Date Joined Jan 2013
Total Posts : 2
   Posted 5/19/2013 11:08 AM (GMT -6)   
After a week with no heat during Hurricane Sandy, I was so cold every night and developed Urticaria. I got diagnosed as  having dermagraphic urticaria and took Zyrtec for 5 months. I have been off the zyrtec for 6 weeks to get to teh bottom of the hives as I still get some flares and it has been such an ordeal as I now have digestive issues. But, I think the route of all of this is linked to our stomachs and inflammation  from Leaky Gut Syndrome. I also have been diagnosed with Fibromyalgia and that came roaring back with what my body is adjusting to being off the Zyrtec. The hives feel internal as well. I am horriblly temperature sensitive and now I am linking all of this together as one big automiimune problem. I am spending some good money to see a Naturopathic Doctor who is doing all kinds of tests. So far everything is coming up normal but I do show some type of inflammation going on so we will keep looking.
So with all of this, I think there is an imbalance going on with your wife as the hives come out so easily and she should find a Naturopathic doctor who will go beyond the normal tests to balance her system. Urticaria is tough and the doctors can only treat it with antihistamines. As we get older the immune system weakens ad these things come out. Susan

New Member

Date Joined Oct 2013
Total Posts : 4
   Posted 10/23/2013 3:42 PM (GMT -6)   
Hi -- My 13-year-old son has cold urticaria. I don't know how long he's had it; we only just figured out what was happening (after a few dips in a cold swimming pool) -- before that we were blaming the welts on allergies to mold & other things. We have an appointment tomorrow with his allergist -- it's my understanding that one of the things they try to figure out is if this is a relatively sole condition (i.e, perhaps cold and a few other allergies), or whether it indicates something called a mast cell disorder. I'm not sure I understand mast cell disorders very much, but it's my understanding that the cells in your body that are responsible for the hives & welts (mast cells) can be either overproductive or you can have too many of them or have them in places you shouldn't. Not sure that's right, but that's what I understand from what I'm reading. I hope to find out more tomorrow. In my son's case it seems that he's "becoming" allergic to more things with each passing month -- which makes the mast cell disorder seem awfully likely.

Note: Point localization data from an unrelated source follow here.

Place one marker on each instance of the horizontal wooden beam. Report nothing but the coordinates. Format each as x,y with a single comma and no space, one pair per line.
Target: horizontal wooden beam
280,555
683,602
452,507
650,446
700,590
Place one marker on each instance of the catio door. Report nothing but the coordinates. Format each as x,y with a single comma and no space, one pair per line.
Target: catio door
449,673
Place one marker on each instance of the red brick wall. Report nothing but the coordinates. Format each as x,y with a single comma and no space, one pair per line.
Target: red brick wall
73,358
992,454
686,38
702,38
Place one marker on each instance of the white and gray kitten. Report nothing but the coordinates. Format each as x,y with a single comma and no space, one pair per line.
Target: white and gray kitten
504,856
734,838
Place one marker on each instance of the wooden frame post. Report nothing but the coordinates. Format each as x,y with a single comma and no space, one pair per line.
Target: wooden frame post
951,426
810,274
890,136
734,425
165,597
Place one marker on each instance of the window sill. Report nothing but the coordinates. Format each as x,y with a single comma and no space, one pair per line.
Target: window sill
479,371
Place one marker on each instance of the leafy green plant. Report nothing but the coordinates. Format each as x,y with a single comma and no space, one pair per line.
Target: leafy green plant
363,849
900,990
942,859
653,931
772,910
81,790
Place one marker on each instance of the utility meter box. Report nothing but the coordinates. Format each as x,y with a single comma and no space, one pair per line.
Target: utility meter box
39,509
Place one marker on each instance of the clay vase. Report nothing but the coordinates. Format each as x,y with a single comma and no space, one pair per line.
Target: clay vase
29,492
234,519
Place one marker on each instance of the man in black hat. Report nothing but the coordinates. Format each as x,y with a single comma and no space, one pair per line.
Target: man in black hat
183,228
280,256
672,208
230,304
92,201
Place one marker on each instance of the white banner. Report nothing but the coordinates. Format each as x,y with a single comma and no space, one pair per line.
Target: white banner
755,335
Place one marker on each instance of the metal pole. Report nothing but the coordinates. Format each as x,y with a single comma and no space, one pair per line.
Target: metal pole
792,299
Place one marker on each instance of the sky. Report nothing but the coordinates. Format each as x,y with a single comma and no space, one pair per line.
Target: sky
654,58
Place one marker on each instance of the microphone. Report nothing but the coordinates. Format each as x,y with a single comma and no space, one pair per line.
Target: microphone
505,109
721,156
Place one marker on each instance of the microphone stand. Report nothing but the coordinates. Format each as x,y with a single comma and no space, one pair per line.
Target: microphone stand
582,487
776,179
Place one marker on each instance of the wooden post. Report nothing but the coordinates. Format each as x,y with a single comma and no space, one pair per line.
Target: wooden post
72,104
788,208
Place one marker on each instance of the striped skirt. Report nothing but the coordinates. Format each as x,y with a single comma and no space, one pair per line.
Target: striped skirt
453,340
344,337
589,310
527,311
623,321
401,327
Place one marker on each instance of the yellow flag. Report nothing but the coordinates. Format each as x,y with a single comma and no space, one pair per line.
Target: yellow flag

I guess the main thing you have to worry about is having such a severe reaction that your body goes into shock. We (luckily?) are used to carrying Epi Pens as my son has been allergic to peanuts since he was small. In hindsight I'm wondering if some of his very bad asthma reactions -- which coincidentally occurred during cold weather -- were in fact directly related to cold urticaria.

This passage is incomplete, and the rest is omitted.